Composer 2: What is new and Compares with Claude Opus 4.6 & GPT-5.4

Cursor’s Composer 2 is the company’s newest agentic coding model, announced on March 19, 2026. Cursor describes it as “frontier-level at coding,” built for low-latency software work, and available directly inside Cursor with a standalone usage pool for individual plans. The launch also introduced a faster variant with the same intelligence, plus a new pricing structure designed to make agentic coding more affordable than many general-purpose frontier models.

Composer 2 matters because it reflects a broader shift in AI software development: the value is no longer just raw model intelligence, but the combination of speed, long-horizon task handling, tool use, and cost efficiency. Cursor’s own framing is explicit: the model is optimized for agentic coding, can handle challenging tasks that require hundreds of actions, and was trained to preserve critical context across long-running workflows.

What is Composer 2?

A model built for agentic coding, not just text completion

Composer 2 is Cursor’s in-house coding model. Composer 2 is specialized for software engineering intelligence and speed, trained in the Cursor agent harness, and intended to work well on real coding tasks rather than generic chat. That matters because agentic coding is different from ordinary code generation: the model must search a codebase, edit files, reason over multiple steps, and recover from mistakes without losing the thread of the task. Cursor’s long-horizon training post makes this design goal very clear.

Dual Model Variants:

Variant	Purpose
Standard	Lowest cost
Fast	Higher speed (default)

Why Cursor built it

Cursor’s research posts suggest a simple thesis: better coding agents need both intelligence and efficient continuation over many steps. Its internal benchmark (CursorBench) observations show that stronger performance on hard real-world coding tasks correlates with more thinking and more codebase exploration. Composer 2 is therefore trained not only to solve tasks, but to keep solving them across long trajectories that exceed the model’s immediate context length.

How Composer 2 Work?

Continued pretraining is the big upgrade

Composer 2’s quality gains come from its “first continued pretraining run,” which it describes as providing a much stronger base for reinforcement learning. This is important because it suggests the model is not merely a tuned version of Composer 1.5; it is a better starting point for the kind of long-horizon coding behavior Cursor wants.

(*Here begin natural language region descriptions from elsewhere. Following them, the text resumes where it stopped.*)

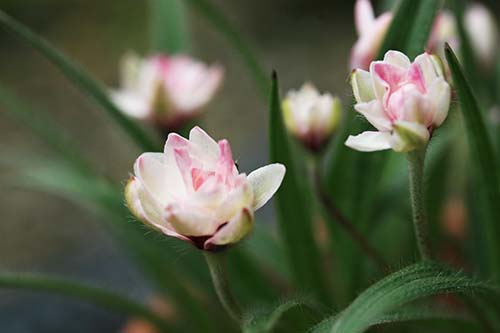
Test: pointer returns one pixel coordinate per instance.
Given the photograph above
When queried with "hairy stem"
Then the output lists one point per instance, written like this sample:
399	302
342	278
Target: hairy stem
216	262
416	161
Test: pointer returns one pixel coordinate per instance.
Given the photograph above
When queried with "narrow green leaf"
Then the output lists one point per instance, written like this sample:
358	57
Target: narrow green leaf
294	215
403	287
224	26
422	27
80	78
100	297
267	321
483	160
169	32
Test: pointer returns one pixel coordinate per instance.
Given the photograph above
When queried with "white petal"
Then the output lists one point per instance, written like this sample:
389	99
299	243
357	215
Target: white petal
265	182
369	141
361	82
440	96
374	113
131	104
397	58
237	228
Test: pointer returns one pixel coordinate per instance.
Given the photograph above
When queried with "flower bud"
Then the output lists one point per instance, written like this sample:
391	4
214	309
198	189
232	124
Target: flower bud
193	191
311	117
481	27
404	101
371	31
165	90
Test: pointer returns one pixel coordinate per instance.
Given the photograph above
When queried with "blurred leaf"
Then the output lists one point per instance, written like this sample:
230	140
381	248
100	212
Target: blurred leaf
100	297
168	29
422	27
224	26
268	320
407	285
483	160
294	216
81	80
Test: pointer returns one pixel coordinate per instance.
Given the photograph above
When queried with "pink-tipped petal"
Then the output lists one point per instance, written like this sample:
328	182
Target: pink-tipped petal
265	181
369	141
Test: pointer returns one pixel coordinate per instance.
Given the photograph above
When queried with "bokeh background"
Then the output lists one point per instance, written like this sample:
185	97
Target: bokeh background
302	39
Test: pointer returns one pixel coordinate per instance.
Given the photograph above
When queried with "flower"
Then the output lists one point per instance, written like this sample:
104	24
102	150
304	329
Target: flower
482	30
404	101
311	117
193	191
371	33
165	90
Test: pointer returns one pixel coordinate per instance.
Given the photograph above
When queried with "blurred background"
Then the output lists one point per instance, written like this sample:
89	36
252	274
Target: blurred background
304	40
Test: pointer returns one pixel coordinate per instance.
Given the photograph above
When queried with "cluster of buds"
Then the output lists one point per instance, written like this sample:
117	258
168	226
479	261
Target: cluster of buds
404	101
165	90
479	24
310	116
194	191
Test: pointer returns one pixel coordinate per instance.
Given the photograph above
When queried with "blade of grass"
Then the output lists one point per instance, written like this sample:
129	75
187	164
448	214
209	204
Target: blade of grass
483	159
294	216
97	296
226	28
80	79
168	26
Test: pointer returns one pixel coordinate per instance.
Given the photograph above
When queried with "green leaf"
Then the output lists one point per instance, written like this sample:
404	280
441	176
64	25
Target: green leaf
227	29
168	28
80	78
266	321
294	216
422	27
483	160
100	297
413	283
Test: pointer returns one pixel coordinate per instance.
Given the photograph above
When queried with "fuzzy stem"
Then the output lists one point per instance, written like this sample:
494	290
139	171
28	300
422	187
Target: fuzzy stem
216	262
416	161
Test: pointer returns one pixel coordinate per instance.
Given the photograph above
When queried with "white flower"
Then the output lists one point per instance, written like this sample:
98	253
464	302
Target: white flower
193	191
165	90
311	117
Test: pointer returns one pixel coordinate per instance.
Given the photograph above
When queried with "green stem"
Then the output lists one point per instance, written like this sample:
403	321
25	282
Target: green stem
93	295
216	262
416	161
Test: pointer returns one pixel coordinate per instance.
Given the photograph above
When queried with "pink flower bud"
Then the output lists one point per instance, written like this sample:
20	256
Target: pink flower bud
371	32
481	27
165	90
193	191
404	101
311	117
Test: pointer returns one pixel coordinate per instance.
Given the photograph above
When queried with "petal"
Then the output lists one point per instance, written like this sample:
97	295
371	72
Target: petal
369	141
361	82
204	147
440	95
190	220
363	16
408	136
131	104
237	228
146	209
160	178
374	113
397	58
265	181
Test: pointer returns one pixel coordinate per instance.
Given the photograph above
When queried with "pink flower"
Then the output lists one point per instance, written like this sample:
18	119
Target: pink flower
165	90
311	117
404	101
193	191
371	33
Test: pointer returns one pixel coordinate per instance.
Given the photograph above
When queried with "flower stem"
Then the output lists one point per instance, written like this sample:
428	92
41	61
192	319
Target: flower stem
216	262
336	214
416	161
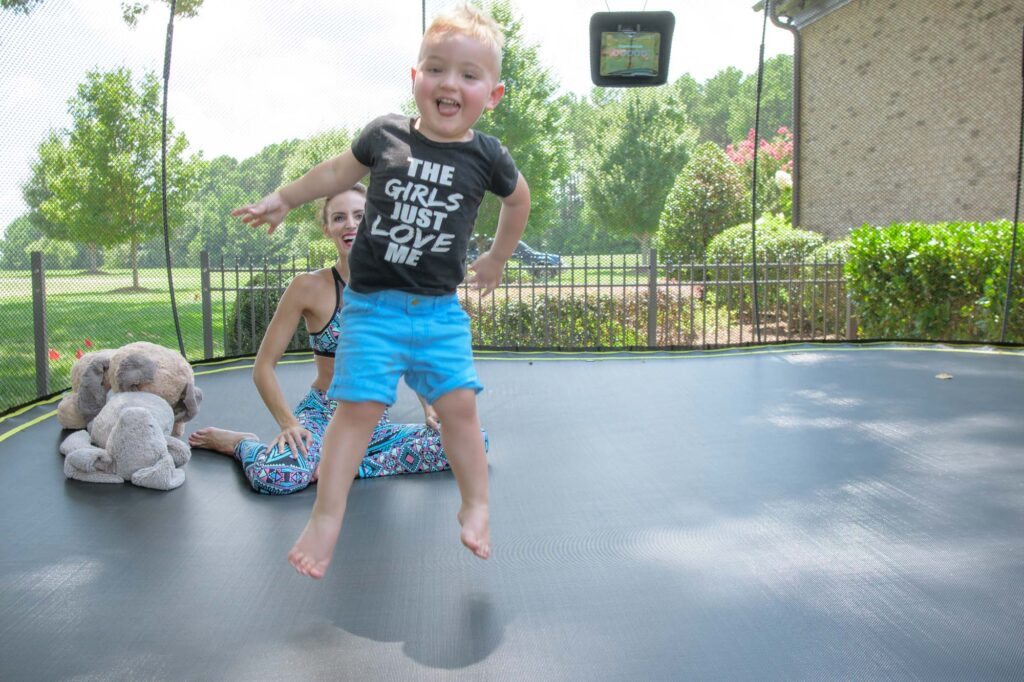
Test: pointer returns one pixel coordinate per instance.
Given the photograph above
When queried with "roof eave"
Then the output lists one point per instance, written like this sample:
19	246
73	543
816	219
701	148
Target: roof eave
799	13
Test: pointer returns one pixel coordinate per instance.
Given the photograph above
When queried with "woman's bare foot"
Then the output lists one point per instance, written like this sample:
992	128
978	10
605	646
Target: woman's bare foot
312	551
219	440
475	535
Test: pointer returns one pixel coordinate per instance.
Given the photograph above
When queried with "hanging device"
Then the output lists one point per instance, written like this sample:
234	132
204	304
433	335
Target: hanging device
630	49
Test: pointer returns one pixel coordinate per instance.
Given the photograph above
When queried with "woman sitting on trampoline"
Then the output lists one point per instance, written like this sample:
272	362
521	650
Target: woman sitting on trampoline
290	462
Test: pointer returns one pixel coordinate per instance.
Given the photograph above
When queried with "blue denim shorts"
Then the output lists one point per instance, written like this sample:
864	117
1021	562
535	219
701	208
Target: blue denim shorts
389	334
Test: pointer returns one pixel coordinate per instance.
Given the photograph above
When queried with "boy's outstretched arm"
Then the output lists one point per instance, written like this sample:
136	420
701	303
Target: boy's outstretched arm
511	224
329	177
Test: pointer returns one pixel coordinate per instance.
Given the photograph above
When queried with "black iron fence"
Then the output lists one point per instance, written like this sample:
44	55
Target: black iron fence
588	302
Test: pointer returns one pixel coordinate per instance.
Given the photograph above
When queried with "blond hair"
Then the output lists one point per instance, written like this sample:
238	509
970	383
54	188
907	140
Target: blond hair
358	188
466	19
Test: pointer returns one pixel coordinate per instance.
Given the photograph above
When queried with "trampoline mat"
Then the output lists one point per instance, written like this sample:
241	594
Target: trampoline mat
783	513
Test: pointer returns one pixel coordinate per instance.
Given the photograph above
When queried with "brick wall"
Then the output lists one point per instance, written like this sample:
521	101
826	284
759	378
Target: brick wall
910	112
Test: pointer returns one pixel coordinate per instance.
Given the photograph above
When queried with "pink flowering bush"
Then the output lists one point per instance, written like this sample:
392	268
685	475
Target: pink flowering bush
774	170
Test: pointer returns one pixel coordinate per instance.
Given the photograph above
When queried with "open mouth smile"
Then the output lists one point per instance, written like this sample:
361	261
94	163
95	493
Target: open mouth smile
448	107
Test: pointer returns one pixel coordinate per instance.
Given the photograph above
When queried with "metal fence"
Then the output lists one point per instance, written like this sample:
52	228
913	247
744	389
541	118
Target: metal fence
602	302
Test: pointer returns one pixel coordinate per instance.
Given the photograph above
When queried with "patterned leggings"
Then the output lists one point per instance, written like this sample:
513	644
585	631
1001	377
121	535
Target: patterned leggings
394	449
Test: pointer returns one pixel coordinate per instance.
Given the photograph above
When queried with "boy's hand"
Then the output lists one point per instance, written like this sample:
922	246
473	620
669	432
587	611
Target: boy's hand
486	272
269	211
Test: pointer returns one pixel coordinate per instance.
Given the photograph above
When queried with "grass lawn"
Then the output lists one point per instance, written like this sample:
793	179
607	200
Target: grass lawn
108	321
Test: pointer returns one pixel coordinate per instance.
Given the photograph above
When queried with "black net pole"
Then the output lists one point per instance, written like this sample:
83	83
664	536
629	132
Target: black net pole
754	181
163	179
1017	209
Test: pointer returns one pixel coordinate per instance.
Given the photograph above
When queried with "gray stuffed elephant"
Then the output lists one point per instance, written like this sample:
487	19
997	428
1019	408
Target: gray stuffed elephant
129	439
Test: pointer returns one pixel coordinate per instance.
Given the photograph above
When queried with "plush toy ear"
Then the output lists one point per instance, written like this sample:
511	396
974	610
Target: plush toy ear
187	407
91	389
134	371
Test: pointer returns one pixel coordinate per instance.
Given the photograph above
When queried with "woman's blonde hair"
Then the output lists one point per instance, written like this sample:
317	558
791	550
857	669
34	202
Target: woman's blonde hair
466	19
357	187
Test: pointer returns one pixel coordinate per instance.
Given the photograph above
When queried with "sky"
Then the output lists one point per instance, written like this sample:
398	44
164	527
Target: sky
247	73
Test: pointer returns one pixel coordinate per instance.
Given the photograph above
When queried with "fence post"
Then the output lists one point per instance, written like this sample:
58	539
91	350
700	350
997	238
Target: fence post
204	266
851	323
652	298
39	317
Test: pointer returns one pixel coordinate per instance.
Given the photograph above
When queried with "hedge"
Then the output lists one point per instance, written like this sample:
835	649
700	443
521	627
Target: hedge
936	282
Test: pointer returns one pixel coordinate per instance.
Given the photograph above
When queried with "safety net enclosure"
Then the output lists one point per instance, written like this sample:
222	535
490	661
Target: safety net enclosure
888	143
753	376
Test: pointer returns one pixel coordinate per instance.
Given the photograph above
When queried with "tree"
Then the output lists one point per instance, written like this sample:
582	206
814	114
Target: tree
707	198
130	11
14	245
527	121
225	185
307	154
23	6
633	165
716	107
101	178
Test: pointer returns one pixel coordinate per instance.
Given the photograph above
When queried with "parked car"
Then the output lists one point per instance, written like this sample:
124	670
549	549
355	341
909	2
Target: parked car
523	253
529	256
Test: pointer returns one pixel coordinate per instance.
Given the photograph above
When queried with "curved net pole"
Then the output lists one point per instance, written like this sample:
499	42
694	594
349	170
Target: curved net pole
163	179
1017	210
754	182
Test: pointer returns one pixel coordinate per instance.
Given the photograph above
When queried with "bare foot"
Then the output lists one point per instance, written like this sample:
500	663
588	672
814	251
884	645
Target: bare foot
219	440
475	529
312	551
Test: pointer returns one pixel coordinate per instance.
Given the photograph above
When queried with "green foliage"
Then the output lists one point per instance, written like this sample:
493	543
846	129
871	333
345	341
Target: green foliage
832	252
253	309
633	164
225	185
528	122
807	295
777	243
99	181
776	99
707	196
23	6
56	254
549	322
322	253
715	105
938	282
593	322
304	156
132	9
14	246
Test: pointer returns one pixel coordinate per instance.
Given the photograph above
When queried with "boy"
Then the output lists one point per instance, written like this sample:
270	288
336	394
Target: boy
401	315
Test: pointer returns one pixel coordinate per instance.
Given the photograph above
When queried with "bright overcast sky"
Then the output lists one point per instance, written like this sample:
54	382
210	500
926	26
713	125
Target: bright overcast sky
247	73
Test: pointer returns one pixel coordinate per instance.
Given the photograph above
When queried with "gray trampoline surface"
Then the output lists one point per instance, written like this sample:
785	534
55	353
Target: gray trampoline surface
788	513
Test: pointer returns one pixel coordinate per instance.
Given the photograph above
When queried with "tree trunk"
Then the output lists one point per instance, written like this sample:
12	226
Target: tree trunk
93	258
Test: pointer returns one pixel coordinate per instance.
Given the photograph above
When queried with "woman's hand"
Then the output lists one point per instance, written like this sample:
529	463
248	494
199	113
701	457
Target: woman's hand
486	272
269	211
295	438
430	418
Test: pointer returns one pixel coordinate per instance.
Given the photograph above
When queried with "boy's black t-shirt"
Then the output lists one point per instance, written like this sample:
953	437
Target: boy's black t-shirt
421	206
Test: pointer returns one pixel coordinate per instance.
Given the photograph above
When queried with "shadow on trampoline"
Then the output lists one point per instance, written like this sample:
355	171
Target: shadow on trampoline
771	513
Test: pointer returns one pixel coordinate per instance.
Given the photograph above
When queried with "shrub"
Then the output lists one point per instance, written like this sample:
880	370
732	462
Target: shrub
777	243
253	308
707	196
798	292
830	252
322	253
593	322
936	282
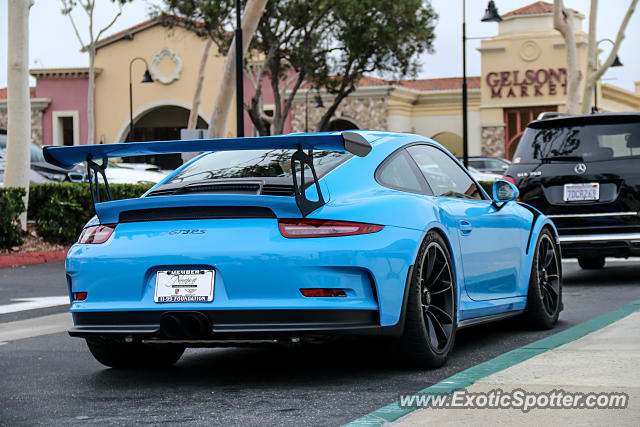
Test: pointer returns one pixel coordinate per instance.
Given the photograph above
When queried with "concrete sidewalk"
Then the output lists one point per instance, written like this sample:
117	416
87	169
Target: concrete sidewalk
606	360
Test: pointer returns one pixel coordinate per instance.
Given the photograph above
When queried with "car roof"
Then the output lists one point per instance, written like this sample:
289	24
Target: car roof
586	119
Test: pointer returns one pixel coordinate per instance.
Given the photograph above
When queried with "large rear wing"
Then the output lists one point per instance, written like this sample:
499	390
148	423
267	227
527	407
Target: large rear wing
352	142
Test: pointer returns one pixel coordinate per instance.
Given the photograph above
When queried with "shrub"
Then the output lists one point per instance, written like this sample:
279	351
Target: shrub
60	210
11	206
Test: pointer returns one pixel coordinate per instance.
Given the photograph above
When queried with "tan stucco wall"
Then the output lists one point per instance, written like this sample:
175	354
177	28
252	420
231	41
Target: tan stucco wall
526	69
112	85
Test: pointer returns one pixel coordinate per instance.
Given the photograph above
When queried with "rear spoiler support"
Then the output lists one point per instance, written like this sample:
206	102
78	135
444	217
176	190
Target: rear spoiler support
305	205
93	169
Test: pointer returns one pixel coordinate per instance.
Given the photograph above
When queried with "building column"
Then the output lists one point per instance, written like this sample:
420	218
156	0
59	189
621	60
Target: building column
492	140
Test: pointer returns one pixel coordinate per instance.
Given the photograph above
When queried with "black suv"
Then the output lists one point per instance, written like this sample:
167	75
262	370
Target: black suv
584	173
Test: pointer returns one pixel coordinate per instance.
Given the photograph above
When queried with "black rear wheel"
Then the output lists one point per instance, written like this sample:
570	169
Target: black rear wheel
591	263
121	355
430	323
544	299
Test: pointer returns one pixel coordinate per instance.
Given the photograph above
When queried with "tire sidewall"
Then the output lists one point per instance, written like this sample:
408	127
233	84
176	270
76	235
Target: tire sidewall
439	357
535	306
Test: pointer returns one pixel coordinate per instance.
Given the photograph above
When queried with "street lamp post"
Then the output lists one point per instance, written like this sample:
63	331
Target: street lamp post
239	74
616	63
491	15
146	78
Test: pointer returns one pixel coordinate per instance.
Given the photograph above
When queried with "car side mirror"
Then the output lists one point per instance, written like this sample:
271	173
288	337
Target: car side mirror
504	191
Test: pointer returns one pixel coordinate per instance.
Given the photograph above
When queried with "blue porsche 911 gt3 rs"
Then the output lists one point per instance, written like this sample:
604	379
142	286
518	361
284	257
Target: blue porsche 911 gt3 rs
294	237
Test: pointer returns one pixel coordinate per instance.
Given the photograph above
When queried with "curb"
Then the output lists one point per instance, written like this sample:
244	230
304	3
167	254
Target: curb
463	379
32	258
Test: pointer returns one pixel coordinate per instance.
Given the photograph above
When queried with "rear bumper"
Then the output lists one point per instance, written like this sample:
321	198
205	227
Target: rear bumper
613	245
225	325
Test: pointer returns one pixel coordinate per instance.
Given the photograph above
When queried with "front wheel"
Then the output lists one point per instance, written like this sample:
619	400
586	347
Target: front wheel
544	299
121	355
430	322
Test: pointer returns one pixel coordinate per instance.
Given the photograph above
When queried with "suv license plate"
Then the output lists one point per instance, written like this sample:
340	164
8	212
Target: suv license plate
581	192
184	286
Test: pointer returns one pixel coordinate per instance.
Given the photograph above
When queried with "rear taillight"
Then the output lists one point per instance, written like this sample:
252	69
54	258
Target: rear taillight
323	292
301	228
97	233
79	296
511	180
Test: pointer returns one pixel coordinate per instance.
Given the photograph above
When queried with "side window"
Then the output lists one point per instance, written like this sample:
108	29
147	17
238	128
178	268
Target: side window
398	172
444	176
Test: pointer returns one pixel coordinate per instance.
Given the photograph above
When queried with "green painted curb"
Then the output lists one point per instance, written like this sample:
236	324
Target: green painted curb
469	376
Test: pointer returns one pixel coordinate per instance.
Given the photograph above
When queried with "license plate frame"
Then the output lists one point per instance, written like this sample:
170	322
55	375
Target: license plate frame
184	285
585	192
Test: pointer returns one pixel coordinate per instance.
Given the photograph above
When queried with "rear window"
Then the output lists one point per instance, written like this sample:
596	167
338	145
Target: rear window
254	164
579	143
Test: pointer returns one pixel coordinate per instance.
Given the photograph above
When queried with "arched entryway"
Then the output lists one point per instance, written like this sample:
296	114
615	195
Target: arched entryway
342	124
451	141
162	123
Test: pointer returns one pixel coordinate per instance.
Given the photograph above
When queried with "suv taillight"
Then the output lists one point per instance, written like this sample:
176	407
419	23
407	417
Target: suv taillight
97	233
301	228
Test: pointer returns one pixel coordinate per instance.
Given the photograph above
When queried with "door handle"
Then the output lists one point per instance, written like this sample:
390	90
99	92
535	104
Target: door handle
465	227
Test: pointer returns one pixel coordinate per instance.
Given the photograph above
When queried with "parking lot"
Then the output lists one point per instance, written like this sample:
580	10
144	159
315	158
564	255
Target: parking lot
53	380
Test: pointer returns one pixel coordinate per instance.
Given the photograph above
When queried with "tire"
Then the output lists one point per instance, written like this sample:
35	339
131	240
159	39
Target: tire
591	263
544	298
431	311
120	355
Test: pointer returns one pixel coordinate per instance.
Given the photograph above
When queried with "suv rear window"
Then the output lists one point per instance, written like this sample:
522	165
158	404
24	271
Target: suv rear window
254	164
592	142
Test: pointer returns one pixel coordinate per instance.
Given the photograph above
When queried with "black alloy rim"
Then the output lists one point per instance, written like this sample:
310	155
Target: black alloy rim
436	296
548	275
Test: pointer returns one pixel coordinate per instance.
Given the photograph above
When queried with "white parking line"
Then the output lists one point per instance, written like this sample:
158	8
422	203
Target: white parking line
23	304
633	259
35	327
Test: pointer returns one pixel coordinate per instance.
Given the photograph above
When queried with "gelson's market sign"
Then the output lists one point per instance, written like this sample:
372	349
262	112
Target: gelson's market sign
522	84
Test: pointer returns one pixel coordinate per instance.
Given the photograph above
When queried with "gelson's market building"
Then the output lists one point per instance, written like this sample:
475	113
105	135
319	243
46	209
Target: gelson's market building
523	74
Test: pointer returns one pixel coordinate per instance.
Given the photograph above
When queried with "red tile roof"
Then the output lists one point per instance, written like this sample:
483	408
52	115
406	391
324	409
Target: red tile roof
3	92
537	8
447	83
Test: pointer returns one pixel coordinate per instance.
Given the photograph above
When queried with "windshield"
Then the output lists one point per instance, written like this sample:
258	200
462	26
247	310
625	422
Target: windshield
579	143
253	164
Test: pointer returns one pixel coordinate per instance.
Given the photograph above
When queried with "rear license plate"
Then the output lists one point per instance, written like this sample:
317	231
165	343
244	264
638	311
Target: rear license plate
581	192
184	286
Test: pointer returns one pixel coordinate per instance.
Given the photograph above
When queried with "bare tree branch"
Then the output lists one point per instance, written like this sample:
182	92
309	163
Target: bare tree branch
593	73
113	21
67	11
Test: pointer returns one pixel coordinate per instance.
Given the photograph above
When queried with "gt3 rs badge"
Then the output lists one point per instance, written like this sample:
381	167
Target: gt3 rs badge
174	232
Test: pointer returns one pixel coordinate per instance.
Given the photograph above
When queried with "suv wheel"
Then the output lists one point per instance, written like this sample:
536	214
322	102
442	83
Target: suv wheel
591	263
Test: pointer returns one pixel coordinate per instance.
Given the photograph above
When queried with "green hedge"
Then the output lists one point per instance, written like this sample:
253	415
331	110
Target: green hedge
11	206
60	210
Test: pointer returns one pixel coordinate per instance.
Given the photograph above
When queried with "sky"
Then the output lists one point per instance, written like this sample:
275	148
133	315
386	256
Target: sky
52	42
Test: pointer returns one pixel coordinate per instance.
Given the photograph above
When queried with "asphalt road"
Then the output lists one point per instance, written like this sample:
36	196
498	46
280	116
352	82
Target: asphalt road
53	380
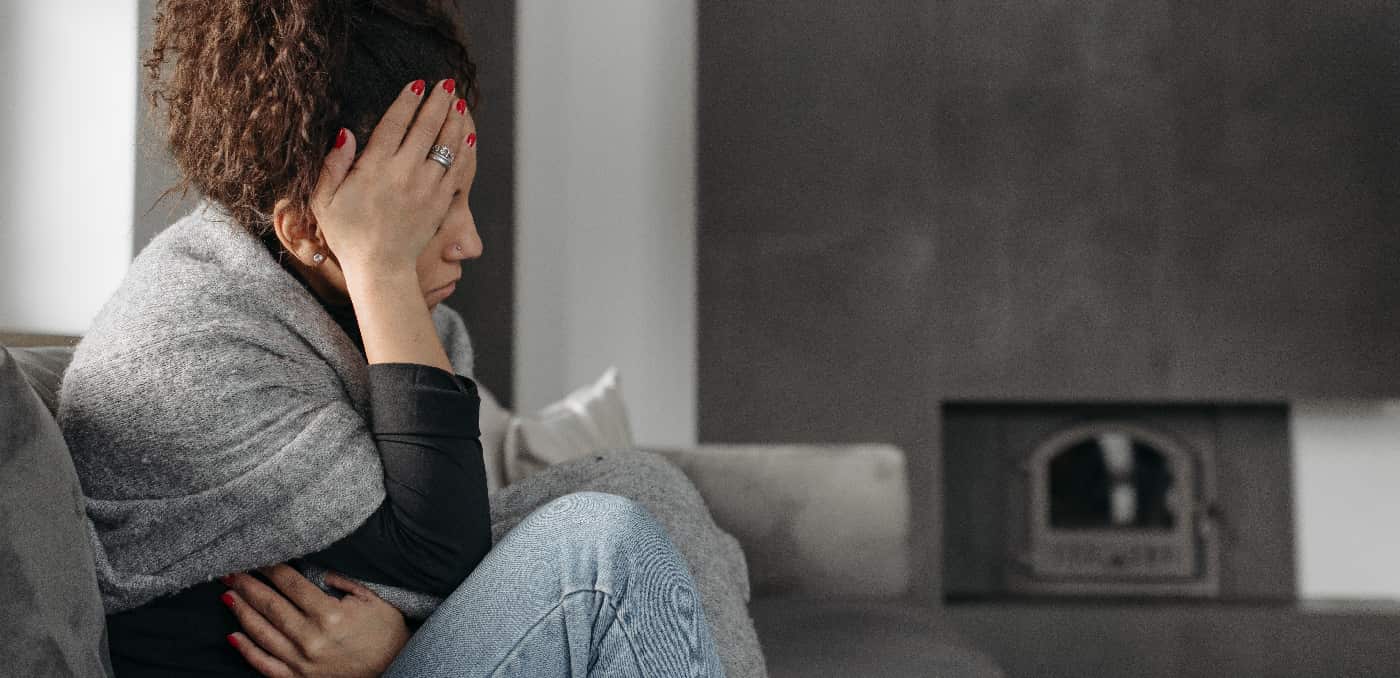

Reinforcement learning on long coding trajectories

After continued pretraining, Cursor trains Composer 2 on long-horizon coding tasks through reinforcement learning. The company claims Composer 2 can solve difficult problems requiring hundreds of actions. In practical terms, that means the model is being taught to persist through multi-step debugging, code navigation, and iterative repair loops rather than producing a single-shot answer and stopping there.

Self-summarization is a key research advance

Cursor trains Composer for longer horizons using “self-summarization.” In that setup, when the model reaches a context trigger, it pauses and summarizes its own working state, then continues from that compressed context. Cursor says this technique lets it train on trajectories much longer than the model’s max context window and reward the summaries themselves as part of the training signal.

Durability

The practical upside is durability. Long coding tasks often fail when an agent forgets an earlier decision or loses the important details in a sprawling workspace. Self-summarization reduces compaction error by 50% while using one-fifth of the tokens compared with a tuned prompt-based compaction baseline in its test environments. That is a substantial claim, because compaction is one of the weak points of current agent systems.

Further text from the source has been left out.